Another factor that comes into play is a sort of self-vindication. “In the eyes of the world, these purchases have neither rhyme nor reason, yet the subject feels little remorse simply because others are doing exactly the same. It’s a kind of ‘it’s-not-just-me-so-I-can’t-be-mad’ logic. Then there is the pride to be had from owning a timepiece. It’s the same pride a child gets from having a fantastic toy that none of his friends have, although not so brazen. We can also note shifts in behaviour; these people can be perfectly rational one minute, with both feet on the ground and a clear sense of reality, and irrational the next, disconnecting from reality and giving in to compulsive instincts in complete contradiction with how they normally behave.”

Episode 5: "Wisdom is a way of life" - Cicero

Or how (sometimes) wisdom prevails

“Timepiece” – the image says it all. A man who owns a “timepiece” makes clear his desire to have a “piece of time” (for himself) and, ultimately, a piece of eternity.

This dream of immortality is not the sole preserve of watch enthusiasts; the desire to vanquish time has existed for as long as humanity. Still, one of the most poetic visions of this quest comes from the individuals who see the beauty of a meticulously crafted, superbly decorated and precious watch.

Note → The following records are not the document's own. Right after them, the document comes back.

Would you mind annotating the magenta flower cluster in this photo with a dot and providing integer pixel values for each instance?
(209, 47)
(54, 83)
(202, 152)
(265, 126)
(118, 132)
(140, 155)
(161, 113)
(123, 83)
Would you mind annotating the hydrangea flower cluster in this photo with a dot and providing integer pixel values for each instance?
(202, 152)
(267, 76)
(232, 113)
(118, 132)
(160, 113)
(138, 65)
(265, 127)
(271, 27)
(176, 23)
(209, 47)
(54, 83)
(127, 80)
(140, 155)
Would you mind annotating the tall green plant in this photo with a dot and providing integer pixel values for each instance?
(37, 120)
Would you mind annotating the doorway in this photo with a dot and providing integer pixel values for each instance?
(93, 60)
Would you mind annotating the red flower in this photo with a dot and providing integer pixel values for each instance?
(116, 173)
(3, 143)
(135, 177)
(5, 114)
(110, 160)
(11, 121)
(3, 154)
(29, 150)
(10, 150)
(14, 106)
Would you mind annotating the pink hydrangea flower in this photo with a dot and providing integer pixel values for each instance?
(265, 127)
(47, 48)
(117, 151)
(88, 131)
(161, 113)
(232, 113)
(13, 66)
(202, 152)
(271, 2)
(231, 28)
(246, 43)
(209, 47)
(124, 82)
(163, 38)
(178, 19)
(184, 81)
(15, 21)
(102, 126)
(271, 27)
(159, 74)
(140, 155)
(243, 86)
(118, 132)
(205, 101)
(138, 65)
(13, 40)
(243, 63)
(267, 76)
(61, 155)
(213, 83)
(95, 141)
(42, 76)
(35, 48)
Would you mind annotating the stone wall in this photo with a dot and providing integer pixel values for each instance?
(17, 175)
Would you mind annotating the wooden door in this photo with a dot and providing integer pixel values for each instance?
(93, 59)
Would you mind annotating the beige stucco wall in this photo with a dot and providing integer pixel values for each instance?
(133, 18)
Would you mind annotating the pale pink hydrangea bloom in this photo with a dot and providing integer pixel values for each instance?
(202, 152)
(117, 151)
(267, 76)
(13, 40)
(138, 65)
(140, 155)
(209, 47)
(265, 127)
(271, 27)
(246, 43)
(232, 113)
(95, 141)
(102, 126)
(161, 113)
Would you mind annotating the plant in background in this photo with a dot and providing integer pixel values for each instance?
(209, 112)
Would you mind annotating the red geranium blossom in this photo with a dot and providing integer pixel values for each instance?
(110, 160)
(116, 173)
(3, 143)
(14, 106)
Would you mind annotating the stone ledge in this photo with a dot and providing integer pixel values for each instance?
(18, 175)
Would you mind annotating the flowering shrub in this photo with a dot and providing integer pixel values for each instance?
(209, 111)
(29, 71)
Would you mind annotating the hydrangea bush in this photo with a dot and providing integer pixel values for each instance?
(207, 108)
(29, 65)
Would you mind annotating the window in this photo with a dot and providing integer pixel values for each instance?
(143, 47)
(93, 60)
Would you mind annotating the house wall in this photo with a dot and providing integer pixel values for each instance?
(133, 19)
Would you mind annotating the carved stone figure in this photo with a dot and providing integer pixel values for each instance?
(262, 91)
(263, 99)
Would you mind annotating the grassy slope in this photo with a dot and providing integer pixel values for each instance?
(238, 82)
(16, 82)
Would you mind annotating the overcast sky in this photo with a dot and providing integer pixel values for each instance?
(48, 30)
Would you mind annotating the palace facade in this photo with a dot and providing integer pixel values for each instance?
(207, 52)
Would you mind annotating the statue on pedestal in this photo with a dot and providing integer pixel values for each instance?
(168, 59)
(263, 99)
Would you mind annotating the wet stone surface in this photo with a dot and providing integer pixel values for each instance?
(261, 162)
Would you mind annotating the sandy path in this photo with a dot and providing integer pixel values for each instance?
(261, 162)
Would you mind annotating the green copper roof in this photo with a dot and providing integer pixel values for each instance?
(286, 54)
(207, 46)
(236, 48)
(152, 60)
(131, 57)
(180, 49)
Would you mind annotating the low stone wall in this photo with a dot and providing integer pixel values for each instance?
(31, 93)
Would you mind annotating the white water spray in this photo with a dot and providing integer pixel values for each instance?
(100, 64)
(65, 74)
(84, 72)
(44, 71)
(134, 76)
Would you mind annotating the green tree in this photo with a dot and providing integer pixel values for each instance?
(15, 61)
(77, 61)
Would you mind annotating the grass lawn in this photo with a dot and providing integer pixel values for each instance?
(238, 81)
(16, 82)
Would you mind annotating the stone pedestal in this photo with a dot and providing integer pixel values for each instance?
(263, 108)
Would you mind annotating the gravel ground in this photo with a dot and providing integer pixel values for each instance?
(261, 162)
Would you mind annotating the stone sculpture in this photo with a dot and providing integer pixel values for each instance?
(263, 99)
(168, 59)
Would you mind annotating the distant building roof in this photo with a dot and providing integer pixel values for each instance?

Alas, time marches on and this desire for immortality fades as we grow older. The impression that we have our whole life ahead of us gradually recedes while the years bring wisdom and reason. For the enthusiast, this obsession with watches, this need to keep hold of time, is no longer as compelling. He may even sell his collection, as though this new-found sagacity had freed him from what had been a lifelong pursuit.

Few have the courage to part with a collection that took a lifetime to assemble.

Some of the most acute cases of collectionitis have succeeded in going cold turkey, though few have the courage to part with a collection that took a lifetime to assemble. When they do – and there is no turning back – don’t be surprised to see salerooms packed with other collectors…

Certain subjects may find themselves in the grip of another equally compulsive, equally exclusive infatuation. It might be of an entirely different nature altogether, but can be a variation on their original, all-consuming passion. This is the case of collectors of ultra-exclusive timepieces who, from one day to the next, leave six-figure price tags behind to instead devote themselves to watches that, as well as being considerably more affordable, will bring them previously unknown sensations.

Is this a pathology that only affects men? “Some women can be just as obsessed with watches, but with an entirely different outcome. For many women, the desire for posterity is fulfilled by having children, in which case nothing else matters any more,” concludes Laurent Picciotto.